Queda apenas lugar para los epítetos en Twitter, las conferencias cortas y algún que otro acto. A esta altura es una imagen desdibujada de lo que fue. Si las medidas que prometió y no pudo tomar fueron el puntapié de cualquier desencanto, el entramado detrás de la detención de su ex jefe de campaña no hace más que empujar al abismo a los pocos simpatizantes que lo defienden sin apelar a los fundamentalismos.
Manafort, que el 31 de octubre se declaró inocente ante la corte de Washington, permanecerá monitoreado por GPS y se le impidió todo tipo de salidas del país. El fiscal que investiga la posible intromisión de Rusia en las elecciones de enero, Robert Müller, tiene probados viajes de Manafort a los principales paraísos fiscales del mundo donde abrió cuentas para movilizar los fondos que presuntamente provenían del ex presidente de Ucrania Víktor Yanukóvich, considerado un hombre clave en el Kremlin. Esa es la línea de la investigación que vincula directamente a Trump con la inteligencia soviética.
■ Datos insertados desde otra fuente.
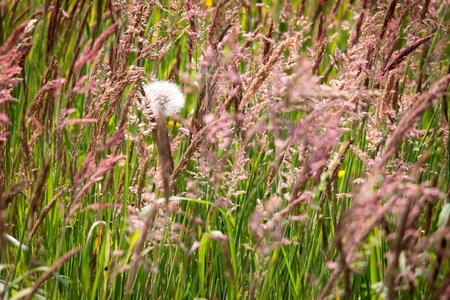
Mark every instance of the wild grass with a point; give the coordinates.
(310, 161)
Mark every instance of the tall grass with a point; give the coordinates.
(311, 159)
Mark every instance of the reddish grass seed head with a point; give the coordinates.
(163, 97)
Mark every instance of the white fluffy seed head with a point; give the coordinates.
(163, 97)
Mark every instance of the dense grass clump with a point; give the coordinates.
(310, 159)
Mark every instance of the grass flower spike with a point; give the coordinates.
(163, 97)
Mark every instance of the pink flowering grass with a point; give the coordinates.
(224, 149)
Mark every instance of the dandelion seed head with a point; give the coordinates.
(163, 97)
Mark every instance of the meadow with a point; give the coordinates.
(309, 160)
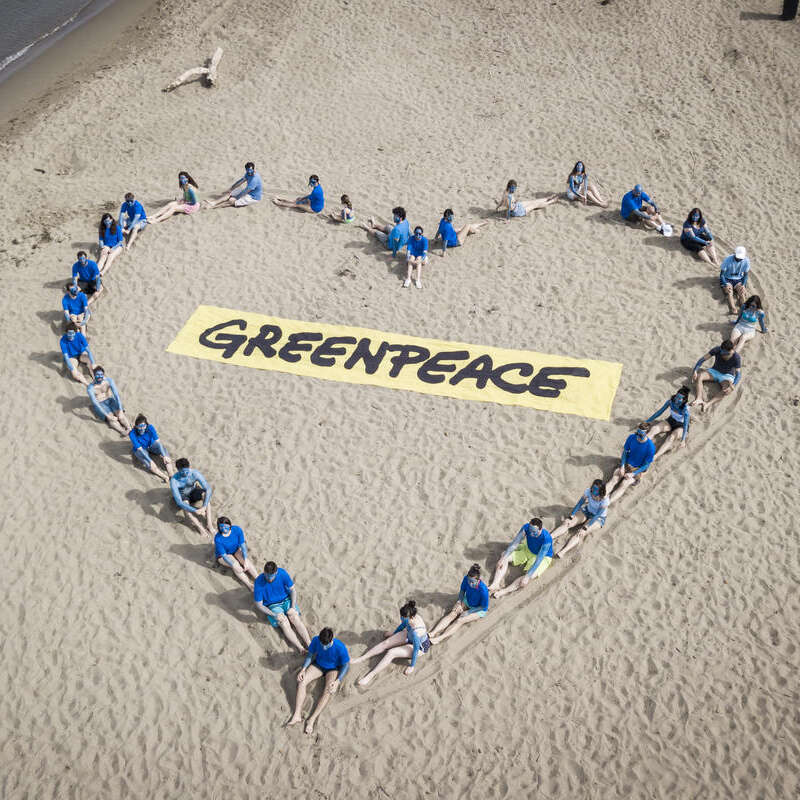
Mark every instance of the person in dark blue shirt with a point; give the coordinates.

Sin embargo, la administración de Trump se mueve con una inercia particular: niega u omite, y sigue. No se abre camino, pero sigue. Tal vez por la forma en la que se dio la campaña, o quizás fue el constante enfrentamiento con los principales medios de comunicación, pero esta investigación que para cualquier otro presidente hubiera significado su propio Watergate, a Trump pareciera apenas rozarlo.
¿Y qué es lo que hace que prácticamente no acuse recibo y se mueva con tanta impunidad? Lo mismo que lo sentó en el Salón Oval: una posición blindada para las críticas, una respuesta desmesurada y conspiranoica para todo y un discurso que apela al sector nacionalista de derecha que durante los últimos años se sintió desplazado de la atención de Washington. Y detrás de esta estrategia no está otro que Roger Stone, el monje negro de la política norteamericana.
Stone es un controversial personaje que estuvo involucrado en los movimientos del partido republicano desde los tiempos de la primera presidencia de Richard Nixon – Watergate incluido-, y que fue señalado como el artífice de la campaña sucia plagada de fakenews, datos incomprobables, rumores y, claro, la intervención de Rusia. Stone y Manafort fueron los fundadores de la firma que, por los años 70, hizo oficial la participación de los cabilderos y especuladores. Esos que Trump defenestró en la campaña. Esos que lo sentaron en la Casa Blanca. Esos que ahora están siendo juzgados por abrirle las puertas de atrás a los hackers de la inteligencia rusa.